At least twice yearly, anyone in a communications job should be forced – at gunpoint if necessary – to read George Orwell’s essay Politics and the English Language.
Orwell is most famous as the author of the allegorical Animal Farm and the cautionary Nineteen Eighty-Four. I’ve always considered him a middling novelist, but a brilliant essayist.
In 1946, Orwell was preoccupied with the decline of the English language into meaninglessness, and the social and political ramifications of that decline. Poor writing, he felt, was a reflection of poor thinking processes. Not only that, it caused even poorer thinking processes in turn. “A man may take to drink because he feels himself to be a failure, and then fail all the more completely because he drinks,” he wrote. “It is rather the same thing that is happening to the English language. It becomes ugly and inaccurate because our thoughts are foolish, but the slovenliness of our language makes it easier for us to have foolish thoughts.”
I’ve seen egregious errors in grammar and usage in marketing, public relations, advertising and journalism that, I’m sure, the writer didn’t realize was wrong.
Recently, a press release told me that demand for voice over IP was “literally exploding.” I deleted Skype from my home computer – no sense taking the chance it’ll blow up in my face.
Years ago, when I worked at a community newspaper, there was a stand-off in the production room over a sentence fragment. The managing editor called it “new journalism.” The sports editor shrieked, “What? Illiteracy?”
The common flaws that Orwell wrote of in 1946 are all the more common now. If her were alive, he’d be able to write of them even more vehemently, but perhaps with less convincing hope that “the process is reversible. Modern English, especially written English, is full of bad habits which spread by imitation and which can be avoided if one is willing to take the necessary trouble. If one gets rid of these habits one can think more clearly …”
One peeve of Orwell’s in particular gives me the screaming heebie-jeebies: the dying metaphor.
How many times have you read the phrase “tow the line”? How many times have you written it? Now picture the image in your head. What the hell does “tow the line” mean? It’s “toe the line.” Now picture it. Makes sense, doesn’t it? But people use the expression as a reflex, without thinking through the image. I’ll never forget the press release that referred to an early warning indicator as “the canary in the minefield.” Which, actually, is a pretty gruesome metaphor.

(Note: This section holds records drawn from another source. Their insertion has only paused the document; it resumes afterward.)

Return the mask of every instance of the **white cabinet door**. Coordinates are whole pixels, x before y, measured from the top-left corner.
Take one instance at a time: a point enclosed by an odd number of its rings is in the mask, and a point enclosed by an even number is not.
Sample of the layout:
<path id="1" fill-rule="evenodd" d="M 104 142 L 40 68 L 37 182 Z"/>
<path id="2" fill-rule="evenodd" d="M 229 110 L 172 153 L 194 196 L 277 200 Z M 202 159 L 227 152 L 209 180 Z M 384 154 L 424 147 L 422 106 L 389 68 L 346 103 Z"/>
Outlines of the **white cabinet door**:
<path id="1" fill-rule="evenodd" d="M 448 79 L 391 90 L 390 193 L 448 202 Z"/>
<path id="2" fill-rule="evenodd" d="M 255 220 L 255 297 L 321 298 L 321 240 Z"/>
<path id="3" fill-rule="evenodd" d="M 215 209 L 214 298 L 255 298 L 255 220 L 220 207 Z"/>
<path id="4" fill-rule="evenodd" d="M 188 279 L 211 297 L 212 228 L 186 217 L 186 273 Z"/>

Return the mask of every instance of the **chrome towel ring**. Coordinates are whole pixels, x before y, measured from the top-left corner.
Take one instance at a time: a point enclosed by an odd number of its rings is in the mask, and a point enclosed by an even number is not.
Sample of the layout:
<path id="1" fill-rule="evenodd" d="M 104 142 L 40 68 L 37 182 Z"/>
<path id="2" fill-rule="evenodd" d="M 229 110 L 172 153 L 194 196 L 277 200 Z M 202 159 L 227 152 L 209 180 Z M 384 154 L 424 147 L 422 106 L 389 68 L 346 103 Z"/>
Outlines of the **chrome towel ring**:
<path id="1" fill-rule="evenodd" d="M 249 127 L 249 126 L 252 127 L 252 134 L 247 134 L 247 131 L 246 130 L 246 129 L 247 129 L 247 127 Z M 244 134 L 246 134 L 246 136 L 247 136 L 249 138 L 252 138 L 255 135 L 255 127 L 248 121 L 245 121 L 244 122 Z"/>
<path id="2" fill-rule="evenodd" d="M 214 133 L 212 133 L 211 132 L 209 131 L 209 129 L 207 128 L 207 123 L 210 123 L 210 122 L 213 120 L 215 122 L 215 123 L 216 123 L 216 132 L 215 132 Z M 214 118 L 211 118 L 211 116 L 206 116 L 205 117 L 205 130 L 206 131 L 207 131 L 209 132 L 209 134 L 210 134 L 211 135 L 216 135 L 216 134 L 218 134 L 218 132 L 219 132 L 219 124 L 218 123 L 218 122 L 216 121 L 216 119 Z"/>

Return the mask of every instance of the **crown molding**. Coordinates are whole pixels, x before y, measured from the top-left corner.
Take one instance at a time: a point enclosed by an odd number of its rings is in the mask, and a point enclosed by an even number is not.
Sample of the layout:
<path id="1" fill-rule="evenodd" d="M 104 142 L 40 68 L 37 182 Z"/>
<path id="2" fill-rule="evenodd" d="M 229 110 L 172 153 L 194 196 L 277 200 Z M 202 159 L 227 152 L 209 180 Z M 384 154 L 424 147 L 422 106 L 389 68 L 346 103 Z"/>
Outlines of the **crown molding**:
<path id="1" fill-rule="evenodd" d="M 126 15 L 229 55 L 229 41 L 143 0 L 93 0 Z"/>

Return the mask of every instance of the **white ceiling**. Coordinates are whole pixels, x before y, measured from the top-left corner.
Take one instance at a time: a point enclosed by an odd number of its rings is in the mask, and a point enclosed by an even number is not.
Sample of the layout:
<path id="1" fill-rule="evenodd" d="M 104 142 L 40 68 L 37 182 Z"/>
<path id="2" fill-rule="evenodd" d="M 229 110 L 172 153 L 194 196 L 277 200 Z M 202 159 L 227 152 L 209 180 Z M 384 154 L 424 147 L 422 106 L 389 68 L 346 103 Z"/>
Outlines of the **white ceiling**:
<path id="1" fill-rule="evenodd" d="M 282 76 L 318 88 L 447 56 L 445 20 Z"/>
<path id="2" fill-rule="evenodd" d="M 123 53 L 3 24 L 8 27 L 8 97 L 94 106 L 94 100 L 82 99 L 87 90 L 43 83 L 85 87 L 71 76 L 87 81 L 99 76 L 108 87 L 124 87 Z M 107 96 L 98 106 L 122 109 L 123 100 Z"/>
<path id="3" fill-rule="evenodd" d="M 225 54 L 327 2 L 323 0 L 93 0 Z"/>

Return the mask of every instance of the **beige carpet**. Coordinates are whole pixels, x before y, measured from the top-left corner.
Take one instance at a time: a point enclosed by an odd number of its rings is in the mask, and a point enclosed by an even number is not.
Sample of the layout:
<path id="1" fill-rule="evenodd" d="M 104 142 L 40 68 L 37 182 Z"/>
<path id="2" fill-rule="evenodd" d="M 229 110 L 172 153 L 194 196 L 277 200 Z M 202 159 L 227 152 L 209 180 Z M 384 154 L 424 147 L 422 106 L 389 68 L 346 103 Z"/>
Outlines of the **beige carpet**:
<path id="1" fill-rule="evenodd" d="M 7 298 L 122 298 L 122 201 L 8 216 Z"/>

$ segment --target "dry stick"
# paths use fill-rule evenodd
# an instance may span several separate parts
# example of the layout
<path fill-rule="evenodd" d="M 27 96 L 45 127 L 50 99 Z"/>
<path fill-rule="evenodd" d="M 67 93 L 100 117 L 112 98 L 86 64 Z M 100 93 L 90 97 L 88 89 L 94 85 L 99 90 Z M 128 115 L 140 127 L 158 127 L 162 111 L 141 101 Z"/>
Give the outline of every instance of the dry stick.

Misunderstood metaphors, pretentious diction and ridiculous swaps of word function – creating verbs from nouns by adding the suffix “ize”; conversely, creating nouns by adding “age” to a verb – create the typical meaningless trainwreck that is a modern sentence. Orwell applies these to a passage from Ecclesiastes and comes up with a wickedly funny and sadly familiar parody:
Objective considerations of contemporary phenomena compel the conclusion that success or failure in competitive activities exhibits no tendency to be commensurate with innate capacity, but that a considerable element of the unpredictable must invariably be taken into account.
Honestly, now: Would you have written that? Or this:
I returned and saw under the sun, that the race is not to the swift, nor the battle to the strong, neither yet bread to the wise, nor yet riches to men of understanding, nor yet favour to men of skill; but time and chance happeneth to them all.